Montefalco. Ora, addio; vo a salutare la Rosa....
--No, no, la vedrete domani. Andate, è già tardi, e se avete da
cercare gli amici, non ci sarà tempo da perdere. Ma badate, giudizio,
e non una parola ad alcuno!
--Che! nemmen per sogno. Tu mi conosci, nipotina. Sono un po'
chiacchierone, l'ho detto, ma nelle cose di meno importanza. Qui poi,
acqua in bocca!
--Sì, dunque, andate. Io corro dal padrone.--
Con queste parole fu congedato mastro Bernardo, che uscì poco stante
dal castello, scavalcato a sua volta dalla Gilda, com'egli avea
scavalcato il Maso, e senza capire una maledetta dei disegni della sua
bella nipote.
La quale, poichè fu partito lo zio, non si mosse altrimenti dalla sua
camera. Muta, immobile, attonita, come chi, per malvagità di possenti
e implacati nemici, o per cieco volere del caso, si veda di balzo
gettato nel fondo di ogni miseria e sappia pur troppo che ogni scampo
gli è chiuso, la misera donna rimase là, contro la finestra della sua
camera, a cui s'era affacciata per veder scendere lo zio giù dai
tortuosi sentieri del castello. Rimase là, coi gomiti appoggiati sul
davanzale di pietra, il volto nelle palme, gli occhi torbidi e fisi di
rincontro a sè, sulla roccia dell'Aurera, salutata allora dagli ultimi
raggi pallidi d'un sole di febbraio, non curando il freddo rovaio che
già cominciava a soffiare dalle gole di Rialto, addensando in aria
negri e minacciosi drappelli di nuvole.
Niente guardava la Gilda, di niente si avvedeva, niente sentiva da
fuori; le forze tutte dell'anima sua s'erano concentrate in un
pensiero, l'infamia di Giacomo Pico. Imperocchè, ella avea pure inteso
il disegno di lui, per mezzo ai pochi cenni recati da suo zio. Il
colpo che si tentava era di dare il castello in mano ai nemici,
d'impadronirsi di madonna Nicolosina, di uccidere il Cascherano.

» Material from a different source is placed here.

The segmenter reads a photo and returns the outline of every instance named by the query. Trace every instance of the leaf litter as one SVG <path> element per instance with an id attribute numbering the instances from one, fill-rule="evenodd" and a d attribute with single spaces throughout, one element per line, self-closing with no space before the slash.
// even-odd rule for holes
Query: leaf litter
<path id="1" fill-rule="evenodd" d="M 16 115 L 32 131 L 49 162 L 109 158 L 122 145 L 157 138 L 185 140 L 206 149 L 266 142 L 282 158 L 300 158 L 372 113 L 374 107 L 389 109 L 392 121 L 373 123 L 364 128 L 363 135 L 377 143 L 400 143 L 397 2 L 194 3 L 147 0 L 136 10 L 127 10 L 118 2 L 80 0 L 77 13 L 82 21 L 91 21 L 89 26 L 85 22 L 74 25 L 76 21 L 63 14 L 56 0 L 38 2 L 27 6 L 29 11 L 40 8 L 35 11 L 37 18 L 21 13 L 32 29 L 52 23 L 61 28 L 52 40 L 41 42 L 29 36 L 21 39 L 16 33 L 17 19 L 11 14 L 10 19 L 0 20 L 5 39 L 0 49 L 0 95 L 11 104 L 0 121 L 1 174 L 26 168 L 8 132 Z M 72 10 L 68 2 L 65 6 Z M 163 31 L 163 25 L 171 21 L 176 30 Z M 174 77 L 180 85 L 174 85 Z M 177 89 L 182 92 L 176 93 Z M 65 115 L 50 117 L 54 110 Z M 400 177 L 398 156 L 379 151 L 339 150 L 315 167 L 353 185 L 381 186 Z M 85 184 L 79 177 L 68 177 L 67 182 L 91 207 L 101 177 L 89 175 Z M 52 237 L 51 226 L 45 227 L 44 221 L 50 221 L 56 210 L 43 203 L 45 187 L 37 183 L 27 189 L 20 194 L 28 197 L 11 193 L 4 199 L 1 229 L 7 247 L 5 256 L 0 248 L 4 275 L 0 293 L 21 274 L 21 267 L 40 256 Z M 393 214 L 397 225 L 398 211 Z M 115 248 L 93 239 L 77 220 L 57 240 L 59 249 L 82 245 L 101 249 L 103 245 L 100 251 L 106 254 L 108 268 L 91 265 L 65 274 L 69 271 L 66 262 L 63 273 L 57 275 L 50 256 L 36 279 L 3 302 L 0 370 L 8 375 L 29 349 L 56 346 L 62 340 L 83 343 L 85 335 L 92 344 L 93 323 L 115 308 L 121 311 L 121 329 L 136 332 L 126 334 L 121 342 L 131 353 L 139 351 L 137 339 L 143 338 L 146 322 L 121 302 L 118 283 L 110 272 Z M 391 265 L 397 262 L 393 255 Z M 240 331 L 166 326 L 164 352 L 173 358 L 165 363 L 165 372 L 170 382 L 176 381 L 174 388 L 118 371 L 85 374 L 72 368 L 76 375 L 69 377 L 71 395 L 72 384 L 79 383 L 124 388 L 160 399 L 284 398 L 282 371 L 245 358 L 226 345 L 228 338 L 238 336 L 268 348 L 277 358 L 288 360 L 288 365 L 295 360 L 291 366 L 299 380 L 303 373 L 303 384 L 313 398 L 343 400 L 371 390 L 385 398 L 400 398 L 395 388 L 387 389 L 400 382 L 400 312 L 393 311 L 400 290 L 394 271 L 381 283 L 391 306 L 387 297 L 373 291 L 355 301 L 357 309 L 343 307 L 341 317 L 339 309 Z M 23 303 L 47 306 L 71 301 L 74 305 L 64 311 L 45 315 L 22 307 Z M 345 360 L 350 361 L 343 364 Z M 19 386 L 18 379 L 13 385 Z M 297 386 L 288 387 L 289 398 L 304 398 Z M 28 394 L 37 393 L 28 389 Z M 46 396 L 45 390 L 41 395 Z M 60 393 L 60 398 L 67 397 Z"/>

Quest'ultima parte del disegno di Giacomo Pico doveva andargli
fallita, poichè il conte di Osasco, quel giorno medesimo era disceso
nel Borgo, per custodire co' suoi uomini la porta di san Biagio; ma
questa assenza non tornava forse a vantaggio del Bardineto, caso mai
gli venisse fatto di penetrare nel castello in compagnia dei nemici?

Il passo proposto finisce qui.